Health IT must be embedded in a system’s organizational strategy: “It has to be inter-digitated with everything that your organization is doing,” he said. Health IT systems should be structurally embedded in the organization’s strategic plan because resistance to change is natural, as Graham stated: “Culture eats strategy for breakfast.

“This is how human beings accept change. You may still have to fight these battles and lead the change management enterprise for many years to come.”

Part of managing change over the long haul is evolving governance, Graham said. His organization developed a governance model for projects, but once projects go live, it's not a good idea to stick with that governance model. For example, with CPOE implemented at NorthBay, “It became clear that we were in real operations mode [and] we needed to undergo governance retooling [to an enterprise health IT focus]. IT has become too important to be left to just the IT department,” he said.

Graham urged his audience to be realistic because project failure is far more likely than project success. “To some extent, we’re stuck with some of these legacy architectural decisions from our EHR providers, the needs of the organization, culture of medicine and physicians who don’t want to adopt. We’re trying to get informatics to be more democratized, more federalized. We don’t want it to be the exclusive domain of the CMIO or the IT department.”

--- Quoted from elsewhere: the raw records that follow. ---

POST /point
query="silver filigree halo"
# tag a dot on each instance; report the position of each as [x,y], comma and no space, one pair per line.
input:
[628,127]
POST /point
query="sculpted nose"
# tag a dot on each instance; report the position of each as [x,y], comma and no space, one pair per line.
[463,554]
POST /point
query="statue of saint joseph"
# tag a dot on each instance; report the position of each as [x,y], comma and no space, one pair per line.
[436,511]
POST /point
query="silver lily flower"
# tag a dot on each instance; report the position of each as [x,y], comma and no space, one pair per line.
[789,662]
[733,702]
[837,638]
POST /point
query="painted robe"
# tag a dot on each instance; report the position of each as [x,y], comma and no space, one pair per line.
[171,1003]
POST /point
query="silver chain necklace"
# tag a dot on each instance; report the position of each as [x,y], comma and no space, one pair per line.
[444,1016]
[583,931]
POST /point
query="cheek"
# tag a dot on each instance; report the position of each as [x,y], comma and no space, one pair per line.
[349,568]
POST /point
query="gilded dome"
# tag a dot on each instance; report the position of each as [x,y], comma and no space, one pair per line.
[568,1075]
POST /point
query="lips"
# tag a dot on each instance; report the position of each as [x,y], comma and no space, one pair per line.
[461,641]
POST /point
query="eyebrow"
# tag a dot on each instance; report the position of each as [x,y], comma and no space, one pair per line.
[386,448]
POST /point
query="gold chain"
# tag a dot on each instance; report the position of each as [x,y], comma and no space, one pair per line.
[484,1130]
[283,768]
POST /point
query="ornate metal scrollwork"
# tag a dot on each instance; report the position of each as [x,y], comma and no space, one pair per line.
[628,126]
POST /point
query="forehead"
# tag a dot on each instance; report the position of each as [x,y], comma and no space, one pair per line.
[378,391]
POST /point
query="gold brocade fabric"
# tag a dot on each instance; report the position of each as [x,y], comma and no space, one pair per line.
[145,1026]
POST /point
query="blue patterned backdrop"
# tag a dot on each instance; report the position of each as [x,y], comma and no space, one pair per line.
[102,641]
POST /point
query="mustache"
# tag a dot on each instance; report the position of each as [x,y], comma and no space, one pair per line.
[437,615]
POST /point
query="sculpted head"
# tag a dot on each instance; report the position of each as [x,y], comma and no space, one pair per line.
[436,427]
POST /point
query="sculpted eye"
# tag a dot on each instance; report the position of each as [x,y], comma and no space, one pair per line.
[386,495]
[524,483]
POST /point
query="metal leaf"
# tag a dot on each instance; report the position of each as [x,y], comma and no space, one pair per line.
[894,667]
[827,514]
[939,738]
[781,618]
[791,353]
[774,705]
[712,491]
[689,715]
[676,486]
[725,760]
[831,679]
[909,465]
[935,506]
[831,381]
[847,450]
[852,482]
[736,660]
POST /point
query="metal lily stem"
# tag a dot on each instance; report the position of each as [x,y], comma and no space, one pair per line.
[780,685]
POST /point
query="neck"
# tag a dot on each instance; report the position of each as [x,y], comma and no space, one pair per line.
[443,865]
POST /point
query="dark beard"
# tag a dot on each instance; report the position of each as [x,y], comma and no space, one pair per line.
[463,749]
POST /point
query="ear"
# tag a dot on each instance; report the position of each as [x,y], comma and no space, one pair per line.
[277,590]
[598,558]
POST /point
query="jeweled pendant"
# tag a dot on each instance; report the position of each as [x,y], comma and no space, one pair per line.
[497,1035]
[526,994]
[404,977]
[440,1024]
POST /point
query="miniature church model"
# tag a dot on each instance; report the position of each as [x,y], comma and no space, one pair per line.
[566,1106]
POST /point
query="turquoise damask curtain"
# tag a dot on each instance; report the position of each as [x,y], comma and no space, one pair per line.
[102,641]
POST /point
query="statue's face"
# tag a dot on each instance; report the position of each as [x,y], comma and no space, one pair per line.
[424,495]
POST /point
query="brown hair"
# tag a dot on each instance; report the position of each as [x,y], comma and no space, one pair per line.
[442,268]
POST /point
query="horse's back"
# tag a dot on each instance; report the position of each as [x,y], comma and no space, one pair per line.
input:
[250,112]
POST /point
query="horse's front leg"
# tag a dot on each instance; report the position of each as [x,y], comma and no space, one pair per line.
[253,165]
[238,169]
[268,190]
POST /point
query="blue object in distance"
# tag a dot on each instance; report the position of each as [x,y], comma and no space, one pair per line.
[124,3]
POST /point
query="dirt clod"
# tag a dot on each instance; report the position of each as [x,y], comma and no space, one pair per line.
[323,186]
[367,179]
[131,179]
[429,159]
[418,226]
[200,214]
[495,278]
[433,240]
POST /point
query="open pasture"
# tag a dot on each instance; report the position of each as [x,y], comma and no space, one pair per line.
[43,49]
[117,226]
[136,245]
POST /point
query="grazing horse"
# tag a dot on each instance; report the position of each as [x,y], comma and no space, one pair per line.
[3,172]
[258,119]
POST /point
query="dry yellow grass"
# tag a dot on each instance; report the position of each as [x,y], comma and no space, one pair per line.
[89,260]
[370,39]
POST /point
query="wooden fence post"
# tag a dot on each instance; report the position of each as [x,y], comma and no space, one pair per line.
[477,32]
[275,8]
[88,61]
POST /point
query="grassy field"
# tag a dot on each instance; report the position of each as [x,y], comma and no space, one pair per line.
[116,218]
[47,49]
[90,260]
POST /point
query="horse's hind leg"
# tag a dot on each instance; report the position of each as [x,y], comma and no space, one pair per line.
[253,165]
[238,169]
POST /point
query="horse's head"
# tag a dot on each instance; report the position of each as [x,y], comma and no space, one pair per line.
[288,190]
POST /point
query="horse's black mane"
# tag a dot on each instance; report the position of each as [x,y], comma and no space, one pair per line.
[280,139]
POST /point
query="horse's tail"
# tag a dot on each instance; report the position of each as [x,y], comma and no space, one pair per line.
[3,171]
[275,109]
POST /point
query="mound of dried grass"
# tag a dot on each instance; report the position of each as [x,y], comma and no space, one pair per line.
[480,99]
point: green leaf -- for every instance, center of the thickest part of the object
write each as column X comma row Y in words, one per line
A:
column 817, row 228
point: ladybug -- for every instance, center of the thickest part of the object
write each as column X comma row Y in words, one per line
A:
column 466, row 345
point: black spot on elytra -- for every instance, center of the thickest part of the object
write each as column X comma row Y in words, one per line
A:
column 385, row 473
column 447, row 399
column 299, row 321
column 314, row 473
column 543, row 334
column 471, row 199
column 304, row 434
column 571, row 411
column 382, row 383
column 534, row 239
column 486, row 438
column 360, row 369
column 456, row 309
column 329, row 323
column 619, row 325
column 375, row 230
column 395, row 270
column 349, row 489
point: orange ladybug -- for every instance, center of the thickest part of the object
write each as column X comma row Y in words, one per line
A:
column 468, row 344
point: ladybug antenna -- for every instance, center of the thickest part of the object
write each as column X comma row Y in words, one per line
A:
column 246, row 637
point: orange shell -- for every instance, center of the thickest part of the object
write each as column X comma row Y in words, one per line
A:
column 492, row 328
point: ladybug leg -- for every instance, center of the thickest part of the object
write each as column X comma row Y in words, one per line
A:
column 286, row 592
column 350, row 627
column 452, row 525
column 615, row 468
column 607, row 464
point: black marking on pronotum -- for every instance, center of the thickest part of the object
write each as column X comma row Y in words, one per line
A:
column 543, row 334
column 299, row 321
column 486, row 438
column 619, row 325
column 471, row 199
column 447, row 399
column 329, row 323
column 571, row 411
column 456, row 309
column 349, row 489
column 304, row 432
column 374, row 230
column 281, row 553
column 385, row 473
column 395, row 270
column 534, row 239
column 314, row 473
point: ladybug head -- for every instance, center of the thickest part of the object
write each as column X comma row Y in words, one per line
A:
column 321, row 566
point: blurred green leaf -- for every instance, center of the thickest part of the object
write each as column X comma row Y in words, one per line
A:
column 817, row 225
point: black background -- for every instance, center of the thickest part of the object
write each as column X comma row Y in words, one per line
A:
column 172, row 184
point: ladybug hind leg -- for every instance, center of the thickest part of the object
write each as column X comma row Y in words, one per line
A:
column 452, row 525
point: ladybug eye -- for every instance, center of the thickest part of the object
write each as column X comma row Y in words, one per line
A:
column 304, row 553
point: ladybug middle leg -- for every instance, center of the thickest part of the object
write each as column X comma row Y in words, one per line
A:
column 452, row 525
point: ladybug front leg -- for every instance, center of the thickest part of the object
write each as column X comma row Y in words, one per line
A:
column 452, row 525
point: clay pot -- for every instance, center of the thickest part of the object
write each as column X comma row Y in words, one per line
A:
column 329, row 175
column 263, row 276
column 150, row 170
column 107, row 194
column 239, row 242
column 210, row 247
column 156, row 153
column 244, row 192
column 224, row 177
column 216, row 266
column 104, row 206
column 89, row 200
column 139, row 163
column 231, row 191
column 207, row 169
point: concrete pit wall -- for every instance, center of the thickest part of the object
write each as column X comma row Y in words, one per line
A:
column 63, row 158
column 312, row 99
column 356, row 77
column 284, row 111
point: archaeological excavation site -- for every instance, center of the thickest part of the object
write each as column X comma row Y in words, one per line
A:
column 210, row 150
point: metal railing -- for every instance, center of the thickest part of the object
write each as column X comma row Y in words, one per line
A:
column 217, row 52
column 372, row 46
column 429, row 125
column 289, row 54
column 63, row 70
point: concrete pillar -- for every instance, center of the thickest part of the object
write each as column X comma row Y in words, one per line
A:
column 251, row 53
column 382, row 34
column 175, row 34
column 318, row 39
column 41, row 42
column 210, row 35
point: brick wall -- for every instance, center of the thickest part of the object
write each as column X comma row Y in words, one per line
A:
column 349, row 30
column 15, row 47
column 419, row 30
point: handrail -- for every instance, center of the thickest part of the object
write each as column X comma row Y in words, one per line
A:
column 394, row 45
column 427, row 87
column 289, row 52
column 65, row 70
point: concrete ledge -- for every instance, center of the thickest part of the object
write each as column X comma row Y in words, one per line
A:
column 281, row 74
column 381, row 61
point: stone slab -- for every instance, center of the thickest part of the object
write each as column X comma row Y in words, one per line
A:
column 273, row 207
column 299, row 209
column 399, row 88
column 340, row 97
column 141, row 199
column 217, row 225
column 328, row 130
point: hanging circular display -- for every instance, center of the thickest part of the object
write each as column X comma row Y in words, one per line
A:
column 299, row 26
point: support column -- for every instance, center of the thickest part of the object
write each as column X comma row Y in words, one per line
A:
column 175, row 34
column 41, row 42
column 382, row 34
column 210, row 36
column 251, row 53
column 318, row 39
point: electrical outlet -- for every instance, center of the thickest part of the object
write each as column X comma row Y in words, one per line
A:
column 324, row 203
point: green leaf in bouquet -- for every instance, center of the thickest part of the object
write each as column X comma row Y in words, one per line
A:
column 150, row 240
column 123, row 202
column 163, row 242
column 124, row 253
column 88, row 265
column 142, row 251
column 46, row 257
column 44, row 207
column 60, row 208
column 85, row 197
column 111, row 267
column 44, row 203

Expect an avalanche of requests and demands following a go-live, Graham said, because in most facilities, IT has "never considered itself a conduit for PDSA [Plan-Do-Study-Act] cycles.” To keep IT from becoming a bottleneck and avoiding post-go-live deluges, Northbay created a workflow around what it takes to implement a change request process, as well as a scoring matrix for projects.

Communication is key
Better communication is also part of fine-tuning change management processes, said Brian McDonough, MD, CMIO of St. Francis Hospital in Wilmington, Del. Managing the message and finding the right person to deliver the information are critical, he said.

For example, a non-IT approach might be best when convincing physicians. “Most [clinicians] have no idea how much of a change CPOE is going to be,” McDonough said.

Communication management is "also how you manage up, how you tell leaders what they need to know in an appropriate way.”

Get the project leaders and champions together, McDonough urged. “All stakeholders have to understand the project. When I’m on rounds, that’s my best chance to get [physicians on board]. You want to make it personal.” It's also vital to have a ready answer for “Why are we doing this?” he said. Quality improvement and safety must be part of the discussion. 

Organizations need a communication plan for every phase in a project, he said. "Match your communicator to the audience. In some cases, a physician is your best person; information has to be in the language of the audience."

The best path of communication is “anything that works for you,” McDonough concluded. “Be honest, accurate and, to the best of your ability, stay ahead of the curve.”